The situation is, obviously, complex and fluid. We’re in a catastrophe that hopefully will be a once-in-a lifetime event. Still, lessons from previous public-health crises reveal that the best communications strategies are clear, flexible, honest about the state of science and data, targeted at the most vulnerable communities, tied to good policy, and (crucially) untainted by political concerns. Failure to adhere to those guidelines can lead to a perilous erosion in public confidence. This is the cliff’s edge we’re standing at now.

“In a health crisis, lives are at stake,” says Shana MacDonald, associate professor of communications at the University of Waterloo. “When public trust is eroded, we stop listening and we start to make our own rules. We don’t listen to any well-meaning advice from any institutions. At that point, you don’t have a group of citizens acting together for the common good.”

It wasn’t always this way. At the beginning of the pandemic, people were willing to give provincial and federal governments the benefit of the doubt. Formerly obscure chief medical officers of health were hailed as heroes, and many are still regarded that way. But in certain parts of the country cynicism has crept in as health measures failed to reach the most vulnerable people, and communications strategies appear to have been written in Klingon. Were we in lockdown? Shutdown? Stay at home? People threw up their hands when words ceased to have common meaning.

Even worse, the debate has become politicized, a lethal poisoning for effective messaging. Spats have broken out between provincial governments and Ottawa over the vaccine rollout, with each side accusing the other of “playing politics.” Votes seem more important than lives. “As the pandemic has dragged on, the polarization of our public discourse has become more amplified,” Dr. Greenberg says. “We see this in the dangerous game of one-upmanship between the federal and Ontario governments over the issue of vaccine distribution, and in the all-or-nothing debate over school closures.”

There is still a relatively high level of trust in scientists and medical professionals, which leads to one bright spot in this very bleak landscape. People in health care who might have previously been unwilling to take a public stand, such as doctors and nurses, have become outspoken advocates for transparency and more humane care, even if it means their own jobs are threatened. “We need these voices to be part of the broader public discussion and I’m thankful and grateful that we’re seeing more people from those communities step up,” says Timothy Caulfield, professor of health law and science policy at the University of Alberta. “We have to have their backs. They have to be incentivized to do this, and protected and supported if they choose to do so.”

Dr. Caulfield also points to the increasing polarization of the debate around public-health measures, not just between political parties, but also between neighbours who have taken ideological stands around everything from masks to vaccine passports. “It becomes more about the camp you’re in, and less about the science. And then it becomes very hard to change people’s minds.”

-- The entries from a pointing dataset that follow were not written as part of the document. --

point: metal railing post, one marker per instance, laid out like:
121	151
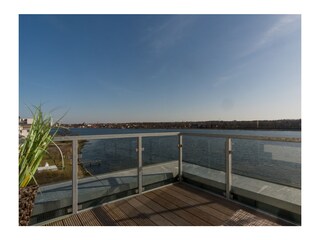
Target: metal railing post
74	176
228	167
139	155
180	157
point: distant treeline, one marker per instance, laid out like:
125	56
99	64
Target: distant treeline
285	124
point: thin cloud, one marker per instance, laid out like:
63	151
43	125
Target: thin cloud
282	27
167	34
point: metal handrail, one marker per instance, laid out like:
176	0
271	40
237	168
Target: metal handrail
248	137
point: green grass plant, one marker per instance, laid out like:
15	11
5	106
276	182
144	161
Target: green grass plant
34	147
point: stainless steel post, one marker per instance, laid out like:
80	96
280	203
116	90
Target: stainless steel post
74	176
228	167
139	155
180	158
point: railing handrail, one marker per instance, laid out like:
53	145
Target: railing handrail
248	137
115	136
167	134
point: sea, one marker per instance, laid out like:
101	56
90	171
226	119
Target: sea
277	162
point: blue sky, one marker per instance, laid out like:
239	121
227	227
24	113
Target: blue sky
126	68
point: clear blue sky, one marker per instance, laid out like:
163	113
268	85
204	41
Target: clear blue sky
127	68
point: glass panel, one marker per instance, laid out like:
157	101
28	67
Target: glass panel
107	170
204	151
159	160
204	162
277	162
54	177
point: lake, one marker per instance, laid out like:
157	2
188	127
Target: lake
277	162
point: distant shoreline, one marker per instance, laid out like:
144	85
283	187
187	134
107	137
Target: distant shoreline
281	125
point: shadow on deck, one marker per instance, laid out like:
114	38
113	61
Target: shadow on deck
172	205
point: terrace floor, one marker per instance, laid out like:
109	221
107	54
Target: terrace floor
173	205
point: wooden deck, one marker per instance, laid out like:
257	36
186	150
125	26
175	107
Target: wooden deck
172	205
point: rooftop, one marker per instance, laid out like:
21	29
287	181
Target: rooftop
171	205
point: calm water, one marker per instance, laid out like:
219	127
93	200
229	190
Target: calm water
272	161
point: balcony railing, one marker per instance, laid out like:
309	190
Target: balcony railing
212	160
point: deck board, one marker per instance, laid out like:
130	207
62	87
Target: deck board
176	204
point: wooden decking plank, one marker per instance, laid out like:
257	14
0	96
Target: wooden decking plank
170	216
72	221
119	216
103	217
177	204
223	205
136	216
180	211
191	208
204	205
87	218
57	223
148	212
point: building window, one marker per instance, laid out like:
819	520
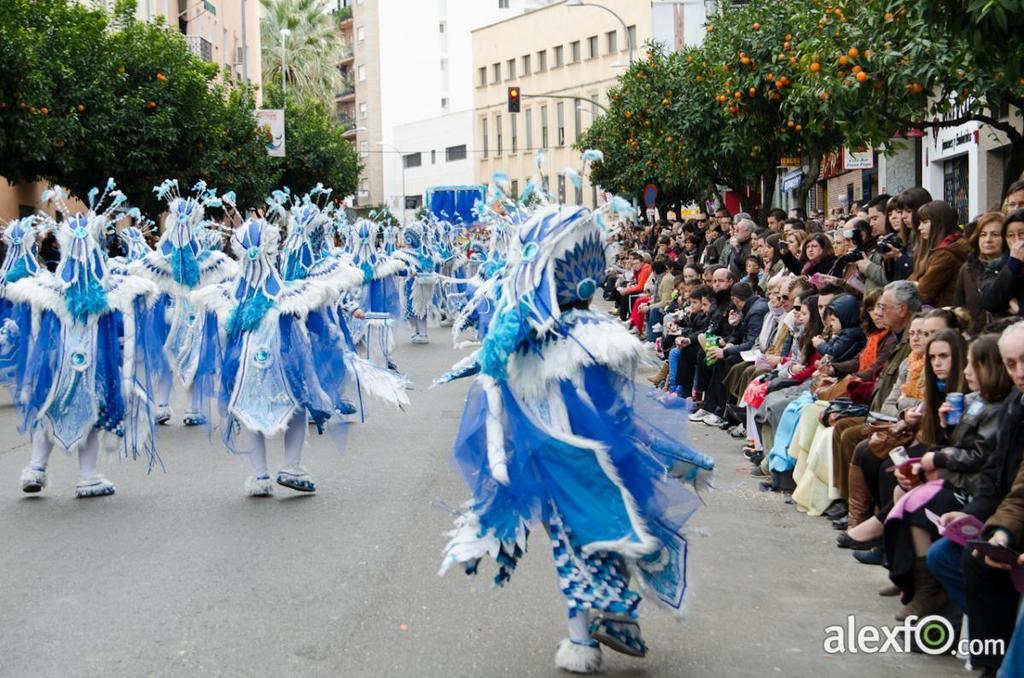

One of the solutions is for public officials to be brutally honest and upfront about the fluid nature of science and data. This is where media outlets have a role to play, letting the public know that, especially in times of fresh crisis, data is not going to be fixed and immutable. It will change. Recommendations around masks that seemed sensible in February, 2020, had morphed by February, 2021, and that is not a sign that expertise is flawed – rather, that it’s working as it should. I once read that “science is an argument that takes place in public.” That understanding has to be better communicated to the public.

After every great health crisis in this country, there have been inquiries and proposals for better messaging, many of which have fallen by the wayside. “Developing better communications, more nimble, more targeted, will certainly be among the recommendations that come out of this,” Dr. Greenberg says. “Whether we learn from those recommendations remains to be seen. And no amount of good communication is going to be effective when you have poor public policy.”